Health Groups Decry ‘Patronage Politics’

The P294-million remaining budget of the Department of Health (DoH) for the last quarter of 2006 will be of great use, but unfortunately not to the health department and its services. Despite the intractable logistical matters and the great need for resources that have been festering our public healthcare system, the Department of Budget and Management (DBM) decided not to release the DoH funds.

BY PHILIP PARAAN
Contributed to Bulatlat

The P294-million ($6.15 million based on a $1:P48.78 exchange rate) remaining budget of the Department of Health (DoH) for the last quarter of 2006 will be of great use, but unfortunately not to the health department and its services.

Despite the intractable logistical matters and the great need for resources that have been festering our public healthcare system, the Department of Budget and Management (DBM) decided not to release the DoH funds.

This was revealed during a picket–dialogue between the protesting health workers last Jan. 29, which coincides with the deadline set by the DBM for all budget requests before all of last year’s undisbursed appropriations goes back to the national treasury.

To the Alliance of Health Workers (AHW), a national organization of hospital workers’ unions, this is a case of DoH and DBM courting contempt of the government’s own fiscal rules, referring to the fact that legislated budget cannot just be withheld or diverted to any other use.

According to the DoH, it did however filed a request to the DBM to obtain the funds earlier last year and exhausted all procedural means to get hold of its last quarter budget.

But health workers now ask, “Where is the money?” Health workers were prompted to take action regarding the missing budget not only because of the failure of the DoH to provide work enhancement benefits, but, more importantly, the amount could have been useful to health services, programs and other operations where it is rightfully intended.

Unable to adequately explain why the last quarter budget of the health department was not released, the DoH officials, through Usec.
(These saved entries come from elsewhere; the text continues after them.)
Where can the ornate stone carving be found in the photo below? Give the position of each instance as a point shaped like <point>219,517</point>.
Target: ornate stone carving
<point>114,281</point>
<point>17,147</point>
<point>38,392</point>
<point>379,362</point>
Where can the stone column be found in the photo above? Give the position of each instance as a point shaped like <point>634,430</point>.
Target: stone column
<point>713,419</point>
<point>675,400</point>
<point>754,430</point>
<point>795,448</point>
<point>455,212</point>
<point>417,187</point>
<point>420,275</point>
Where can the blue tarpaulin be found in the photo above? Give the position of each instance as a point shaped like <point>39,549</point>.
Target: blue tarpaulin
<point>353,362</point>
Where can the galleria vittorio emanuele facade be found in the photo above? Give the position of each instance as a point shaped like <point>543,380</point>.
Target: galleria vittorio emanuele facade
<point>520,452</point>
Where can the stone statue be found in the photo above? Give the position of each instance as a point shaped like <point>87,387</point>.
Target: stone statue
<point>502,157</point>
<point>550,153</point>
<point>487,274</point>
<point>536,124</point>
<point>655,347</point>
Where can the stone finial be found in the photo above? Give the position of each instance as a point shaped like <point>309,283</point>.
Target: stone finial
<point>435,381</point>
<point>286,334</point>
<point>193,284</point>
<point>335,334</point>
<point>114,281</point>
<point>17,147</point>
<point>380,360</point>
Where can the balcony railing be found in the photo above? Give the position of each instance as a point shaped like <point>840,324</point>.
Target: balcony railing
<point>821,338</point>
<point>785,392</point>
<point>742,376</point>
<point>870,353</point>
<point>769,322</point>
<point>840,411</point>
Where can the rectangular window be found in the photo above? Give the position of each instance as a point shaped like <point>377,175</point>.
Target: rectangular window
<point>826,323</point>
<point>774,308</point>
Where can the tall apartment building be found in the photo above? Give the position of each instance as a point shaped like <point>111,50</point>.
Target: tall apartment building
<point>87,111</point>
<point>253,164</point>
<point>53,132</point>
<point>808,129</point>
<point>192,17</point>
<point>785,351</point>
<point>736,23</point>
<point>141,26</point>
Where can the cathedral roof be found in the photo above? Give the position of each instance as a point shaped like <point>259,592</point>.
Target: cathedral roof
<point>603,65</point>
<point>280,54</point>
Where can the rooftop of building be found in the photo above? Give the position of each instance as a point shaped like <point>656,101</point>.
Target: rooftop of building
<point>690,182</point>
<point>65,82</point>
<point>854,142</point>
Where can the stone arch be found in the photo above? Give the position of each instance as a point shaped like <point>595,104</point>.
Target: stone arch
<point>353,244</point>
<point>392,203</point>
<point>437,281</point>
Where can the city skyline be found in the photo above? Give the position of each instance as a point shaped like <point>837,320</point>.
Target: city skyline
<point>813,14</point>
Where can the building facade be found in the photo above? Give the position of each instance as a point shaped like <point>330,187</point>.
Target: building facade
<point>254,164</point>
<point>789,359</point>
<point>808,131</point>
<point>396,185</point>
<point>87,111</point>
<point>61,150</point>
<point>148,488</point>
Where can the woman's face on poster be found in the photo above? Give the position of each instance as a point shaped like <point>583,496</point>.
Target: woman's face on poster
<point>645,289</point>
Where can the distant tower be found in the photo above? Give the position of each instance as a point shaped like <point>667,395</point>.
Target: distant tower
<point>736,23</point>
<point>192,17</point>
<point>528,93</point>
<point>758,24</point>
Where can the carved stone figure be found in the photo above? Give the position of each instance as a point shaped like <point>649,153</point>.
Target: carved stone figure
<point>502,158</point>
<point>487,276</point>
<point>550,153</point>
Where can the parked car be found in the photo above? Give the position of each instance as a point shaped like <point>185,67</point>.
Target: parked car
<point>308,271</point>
Alexander Padilla of DoH’s Legal Department, points to the DBM, however questionable and arbitrary the basis were for the denial of the funds. The budget department claims that the health sector had enough savings for the year (2006) considering that it was still able to provide work enhancement benefits to its hospital workers.

DoH Department Order No.2006-0067 or the DoH Work Enhancement Benefit (WEB), which the DBM said was one of the reasons the last quarter budget was withheld, stipulated that each DoH employee was to receive P10,000 ($205) as Christmas bonus, supposed to be paid in two installments in December 22 and 29 of last year. The WEB, according to the order, would come from the current allotment and savings of government hospitals from its cost-cutting schemes. It was not allotted from the budget or savings of the DoH.

“The WEB is double-standard and deceitful because most hospitals are overdraft and under budgeted,” said Emma Manuel, president of the AHW in an earlier interview. Furthermore, Manuel asserts that health services cannot be subject to cost-cutting schemes considering that it is already under funded and grossly inadequate.

Among the major government hospitals in Metro Manila, hospital personnel from the Tondo Medical Center, Jose Fabella Memorial Hospital, and the Research Institute for Tropical Medicine did not receive anything, while those from the Jose Reyes Memorial Medical Center, San Lazaro Hospital, and the National Center for Mental Health received partial payments ranging from P2,000 ($41) to P5,000 ($102.50).

While DoH officials complain that this is an obvious case of infringement of official functions between the two departments, the DoH further criticized the DBM for interfering with its program implementation. Skeptical health workers however believe that there is a seeming collusion between the two departments.

Meanwhile sources within the health department say that President Gloria Macapagal-Arroyo has promised to fund the rehabilitation of some districts hospitals in the country as part of her commitment to local government units. If this is so, the government would be contravening the principle and operation of devolution. Since the devolution, maintenance of local health facilities, including provincial and district hospitals no longer becomes a DoH concern but that of the local governments.

For the AHW, this episode reminds them of how in the election of 2004 funds from the Overseas Workers Welfare Administration (OWWA) were diverted to fund the distribution of free Philhealth cards, a project current Health Secretary Francisco Duque implemented himself when he was still Philhealth president, to boost GMA’s election campaign.